Choosing the right Embedding model is a crucial step when building a RAG system, here are my key factors and suggestions to consider when choosing an Embedding model for your reference:
Define application scenarios
First, the specific application scenarios and requirements of the RAG system need to be clarified. For example, is it dealing with text data, image data or multimodal data? Different data types may require different Embedding models. For example, for text data, you can refer to HuggingFace's MTEB (Massive Text Embedding Benchmark: a collection of evaluation metrics for measuring text embedding models) leaderboards to choose a suitable model, or go to the domestic Magic Matching community to look at the leaderboards.
Generic vs. domain-specific requirements
Second, choose a model based on the generality or specificity of the task. If the task you want to realize is more general and does not involve too much domain expertise, you can choose a generic Embedding model; if the task involves a specific domain (e.g., law, healthcare, etc., education, finance, etc.), you need to choose a model that is more suitable for that domain.
multilingualism
If the content of the knowledge base exists in your system and you need to support multiple languages, you can choose multilingual Embedding models, such as BAAI/bge-M3, bce_embedding (Chinese-English), etc., which perform better in a multilingual environment. If your knowledge base contains mainly Chinese data, you can choose models such as iic/nlp_gte_sentence-embedding_chinese-base etc. The effect will be better.
Performance Evaluation
Check out benchmarking frameworks such as MTEB Leaderboards to evaluate the performance of different models. These leaderboards cover multiple languages and task types, and can help you find the model that performs best on a particular task. Next, you need to consider the size and resource constraints of the model. Larger models may provide higher performance, but they also increase computational costs and memory requirements. In addition, larger embedding dimensions usually provide richer semantic information, but may also lead to higher computational costs. Therefore, one needs to weigh the choice based on actual hardware resources and performance requirements.

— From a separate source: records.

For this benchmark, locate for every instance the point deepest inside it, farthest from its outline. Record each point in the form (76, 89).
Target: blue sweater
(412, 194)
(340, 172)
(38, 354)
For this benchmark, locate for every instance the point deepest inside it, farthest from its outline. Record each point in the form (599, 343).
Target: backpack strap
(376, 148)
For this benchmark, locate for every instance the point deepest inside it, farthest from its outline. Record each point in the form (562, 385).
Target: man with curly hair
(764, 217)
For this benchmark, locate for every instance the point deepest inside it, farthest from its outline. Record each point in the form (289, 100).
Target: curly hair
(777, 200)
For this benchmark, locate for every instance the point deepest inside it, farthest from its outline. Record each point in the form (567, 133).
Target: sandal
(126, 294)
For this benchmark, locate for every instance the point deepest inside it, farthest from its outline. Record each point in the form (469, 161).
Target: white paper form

Practical testing and validation
Finally, if possible, you can select 2-3 models for effect comparison, test and validate the performance of the selected models in real business scenarios, observe metrics such as accuracy and recall to evaluate the performance of the models on specific datasets, and make adjustments based on the results.
Embedding model recommendation
The following are 5 mainstream Embedding models, recommended for building RAG systems for reference:
BGE Embedding: Developed by Wisdom Source Research Institute, it supports multiple languages and offers several versions, including the highly efficient reranker. the model is open source and loosely licensed, and is suitable for tasks such as retrieval, classification, and clustering.

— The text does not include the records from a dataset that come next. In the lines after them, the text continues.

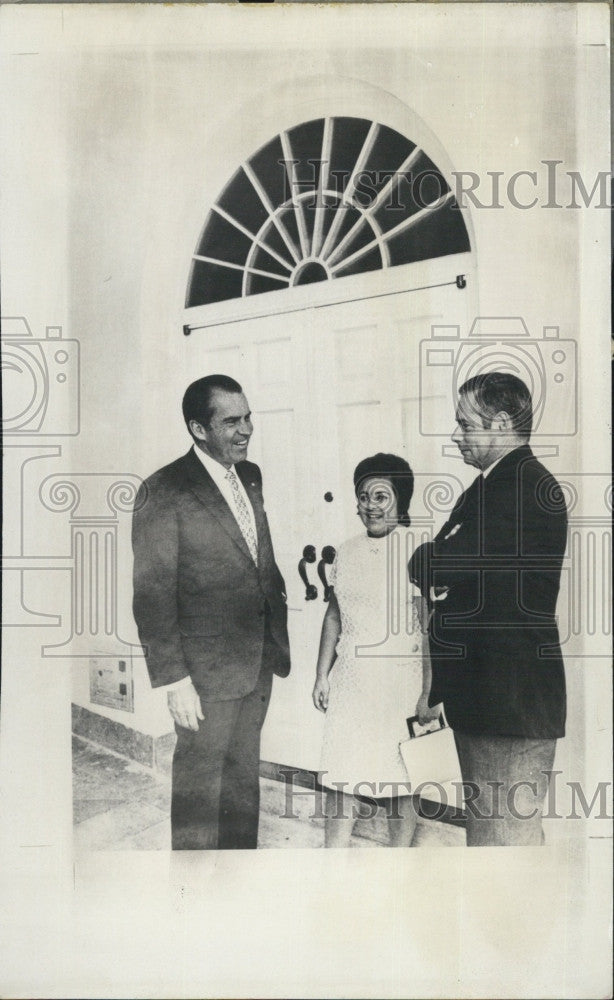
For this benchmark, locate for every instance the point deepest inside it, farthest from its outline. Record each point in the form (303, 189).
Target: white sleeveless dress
(376, 679)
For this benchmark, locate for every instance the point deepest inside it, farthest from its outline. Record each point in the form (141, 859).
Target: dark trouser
(505, 782)
(216, 790)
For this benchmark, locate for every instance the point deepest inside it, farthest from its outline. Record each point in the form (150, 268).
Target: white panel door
(328, 386)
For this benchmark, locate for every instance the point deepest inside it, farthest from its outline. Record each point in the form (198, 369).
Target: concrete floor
(121, 805)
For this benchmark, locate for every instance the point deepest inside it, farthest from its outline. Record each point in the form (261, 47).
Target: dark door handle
(309, 556)
(328, 558)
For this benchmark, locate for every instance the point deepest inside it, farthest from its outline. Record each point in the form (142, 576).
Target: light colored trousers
(505, 780)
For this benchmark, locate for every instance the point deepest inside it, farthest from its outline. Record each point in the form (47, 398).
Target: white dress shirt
(217, 471)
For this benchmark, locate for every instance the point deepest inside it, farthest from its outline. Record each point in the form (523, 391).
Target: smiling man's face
(479, 445)
(227, 435)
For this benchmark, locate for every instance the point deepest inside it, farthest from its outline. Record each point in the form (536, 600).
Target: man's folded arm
(155, 546)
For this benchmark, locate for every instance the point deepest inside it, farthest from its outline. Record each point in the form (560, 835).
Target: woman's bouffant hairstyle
(399, 474)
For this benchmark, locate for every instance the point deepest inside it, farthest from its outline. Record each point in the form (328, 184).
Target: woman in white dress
(372, 674)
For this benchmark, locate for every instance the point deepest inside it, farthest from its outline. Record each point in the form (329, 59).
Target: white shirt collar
(216, 470)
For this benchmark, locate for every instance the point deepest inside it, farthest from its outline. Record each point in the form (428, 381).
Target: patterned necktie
(243, 518)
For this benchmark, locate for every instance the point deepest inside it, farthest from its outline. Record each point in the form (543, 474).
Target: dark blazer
(200, 603)
(496, 658)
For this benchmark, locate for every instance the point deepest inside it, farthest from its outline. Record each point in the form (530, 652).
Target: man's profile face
(227, 436)
(477, 444)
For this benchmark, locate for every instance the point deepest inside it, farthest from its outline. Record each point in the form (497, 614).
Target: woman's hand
(424, 713)
(320, 693)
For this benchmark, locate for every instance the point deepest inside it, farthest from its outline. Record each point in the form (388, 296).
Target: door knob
(309, 556)
(328, 558)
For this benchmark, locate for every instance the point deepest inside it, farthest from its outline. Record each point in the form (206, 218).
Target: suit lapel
(202, 486)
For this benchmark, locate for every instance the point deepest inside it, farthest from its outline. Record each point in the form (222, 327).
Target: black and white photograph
(306, 346)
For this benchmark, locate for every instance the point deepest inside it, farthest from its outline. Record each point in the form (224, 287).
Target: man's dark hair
(497, 391)
(397, 471)
(197, 403)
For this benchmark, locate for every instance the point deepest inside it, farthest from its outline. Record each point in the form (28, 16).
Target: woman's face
(377, 505)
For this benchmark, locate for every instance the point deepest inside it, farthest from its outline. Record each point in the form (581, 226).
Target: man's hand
(184, 706)
(424, 713)
(320, 694)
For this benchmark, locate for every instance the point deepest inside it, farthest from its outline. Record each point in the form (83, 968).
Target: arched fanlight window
(326, 199)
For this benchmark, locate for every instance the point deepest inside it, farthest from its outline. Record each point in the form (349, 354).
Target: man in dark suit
(209, 603)
(492, 577)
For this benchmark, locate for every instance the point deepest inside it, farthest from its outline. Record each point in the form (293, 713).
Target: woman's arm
(331, 630)
(421, 619)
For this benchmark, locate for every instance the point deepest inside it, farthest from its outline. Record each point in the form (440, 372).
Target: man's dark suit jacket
(496, 658)
(200, 603)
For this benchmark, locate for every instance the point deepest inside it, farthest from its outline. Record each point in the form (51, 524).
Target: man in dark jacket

GTE Embedding: launched by Alibaba Dharma Institute, based on the BERT framework, it is applicable to scenarios such as information retrieval and semantic similarity judgment with excellent performance.

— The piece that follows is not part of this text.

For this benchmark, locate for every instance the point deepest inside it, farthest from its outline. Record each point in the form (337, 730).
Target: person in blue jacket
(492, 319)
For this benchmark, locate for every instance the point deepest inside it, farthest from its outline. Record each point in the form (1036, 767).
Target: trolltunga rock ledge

Jina Embedding: built by Jina AI's Finetuner team, trained on the Linnaeus-Clean dataset, it is suitable for information retrieval and semantic similarity judgment with outstanding performance.
Conan-Embedding: this is an Embedding model optimized for Chinese, which reaches the SOTA (State-of-the-Art) level on C-MTEB, and is especially suitable for RAG systems that require high-precision Chinese semantic representation.
text-embedding-ada-002: Developed by the Xenova team, it is compatible with the Hugging Face library and provides high-quality text vector representations for a wide range of NLP tasks.
Of course, there are also Sentence-BERT, E5-embedding, Instructor and so on, the performance of these models in different scenarios will be a little different, according to your specific needs and the considerations I listed above, you can choose the right model to build your own RAG system.